Sacha Boey, der talentierte Außenverteidiger, hat in den letzten Monaten einen eindrucksvollen, aber auch herausfordernden Weg hinter sich. Nachdem er im Januar 2024 für stolze 30 Millionen Euro von Galatasaray zu Bayern München gewechselt war, sah es zunächst vielversprechend aus. Doch der 23-Jährige kam in München nicht so recht zum Zug und entschied sich, im Februar 2026 auf Leihbasis zu seinem ehemaligen Club zurückzukehren. Galatasaray zahlte hierfür eine Leihgebühr von 500.000 Euro und sicherte sich eine Kaufoption für 15 Millionen Euro. Doch wie sich nun herausstellt, hält der türkische Verein die Kaufoption für zu hoch, wie transfermarkt.at berichtet.
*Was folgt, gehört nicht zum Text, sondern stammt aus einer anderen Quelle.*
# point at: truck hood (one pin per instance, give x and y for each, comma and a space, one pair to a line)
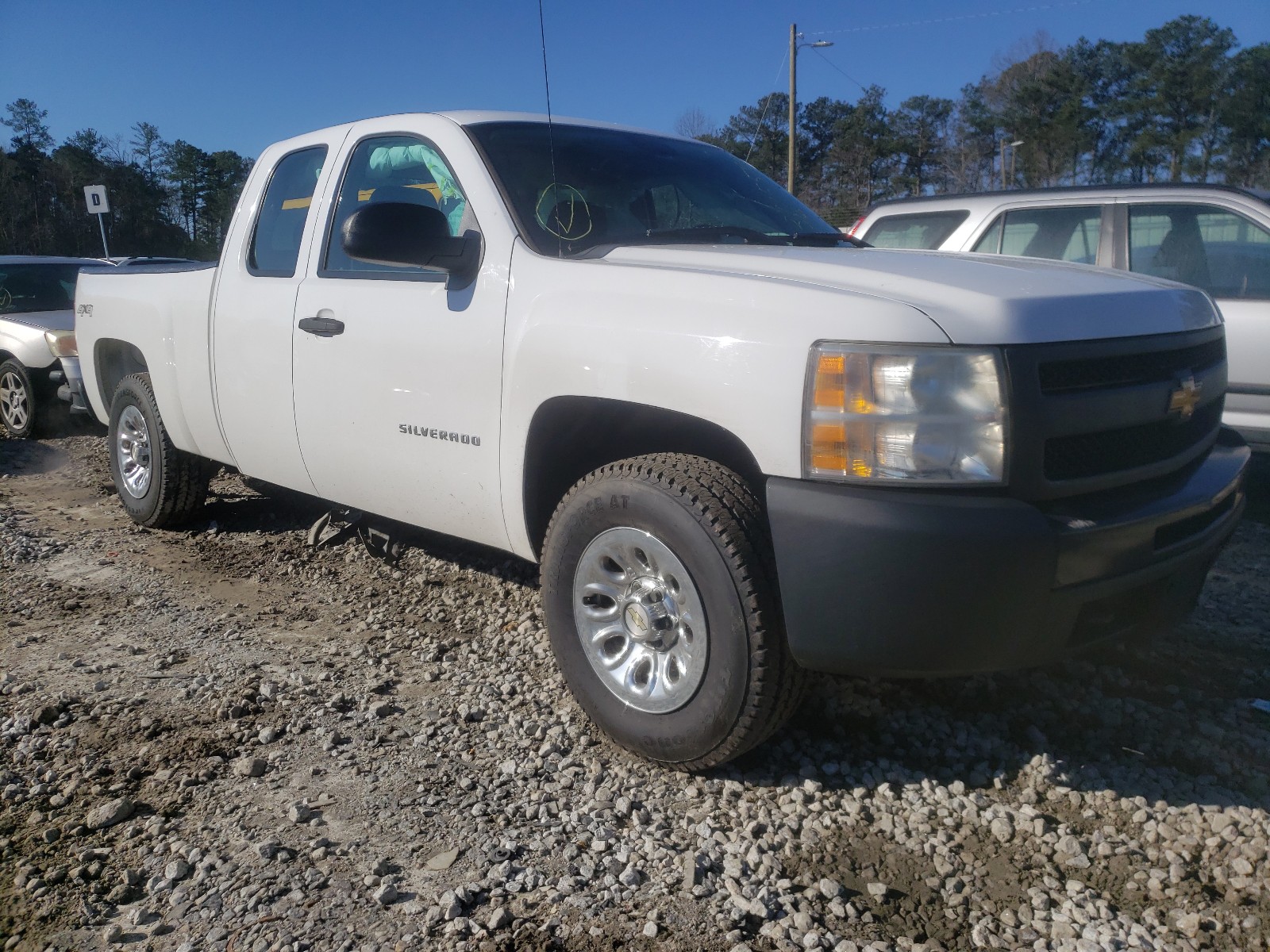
44, 321
973, 298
Leider scheint die Rückkehr für Boey nicht ganz nach Plan gelaufen zu sein. In den letzten Wochen saß er meist auf der Ersatzbank und kam nur sporadisch zum Einsatz. Tatsächlich hat er seit seiner Rückkehr 15 Partien absolviert, davon acht als Starter, aber in entscheidenden Spielen, wie dem Stadtderby gegen Fenerbahce und im Champions-League-Achtelfinale gegen Liverpool, nur insgesamt 48 Minuten gespielt. Die sportliche Perspektive für Boey in München hatte sich als düster entpuppt, weshalb die Rückkehr nach Istanbul nicht verwunderlich ist.
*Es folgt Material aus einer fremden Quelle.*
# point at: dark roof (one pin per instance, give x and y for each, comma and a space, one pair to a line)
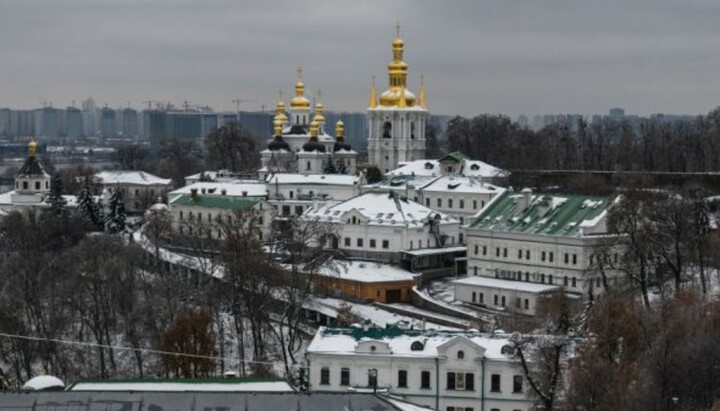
32, 167
192, 401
Verhandlungen über die Zukunft
Die Situation ist kompliziert: Während Bayern München durch Boeys gescheiterten Transfer möglicherweise einen Verlust von 15 Millionen Euro erleidet, weil sie 30 Millionen für ihn zahlten, kann Galatasaray mit einer festen Verpflichtung von Boey für 15 Millionen Euro nicht viel anfangen. Laut Berichten plant der Club aktuell nicht, die Kaufoption zu ziehen. Stattdessen könnten sie eine weitere Leihe oder eine Reduzierung der Ablöse ins Auge fassen. Ein Betrag von 4 bis 5 Millionen Euro wäre für Galatasaray eher vorstellbar, wie der Journalist Ali Naci Küçük äußerte.
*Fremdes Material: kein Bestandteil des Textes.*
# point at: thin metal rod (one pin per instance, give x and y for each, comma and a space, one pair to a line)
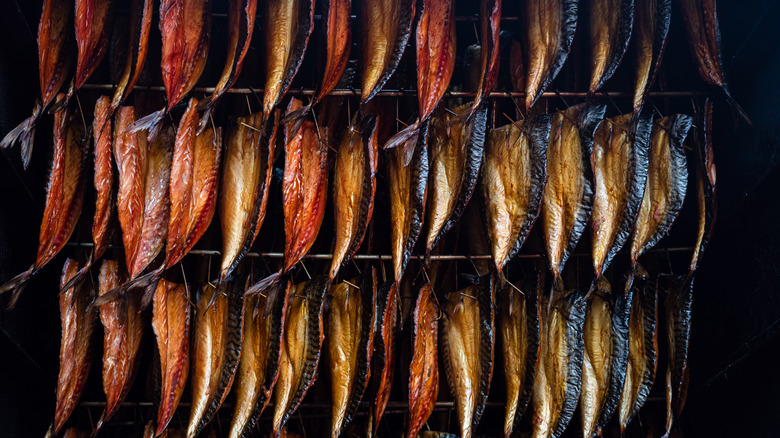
401, 93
Der Marktwert von Boey wird derzeit auf die 15 Millionen Euro geschätzt, was dem Kaufpreis entspricht. In den nächsten Monaten steht für den jungen Verteidiger eine wichtige Entscheidung an: Ob er im kommenden Sommer wieder zu Bayern zurückkehrt oder ob er erneut verliehen wird. Sein Vertrag in München läuft bis 2028 und sein Jahresgehalt beläuft sich auf rund 3 Millionen Euro. Die Konkurrenz in der Abwehr bei den Bayern ist zudem groß – Konrad Laimer und Josip Stanisic stehen vor ihm.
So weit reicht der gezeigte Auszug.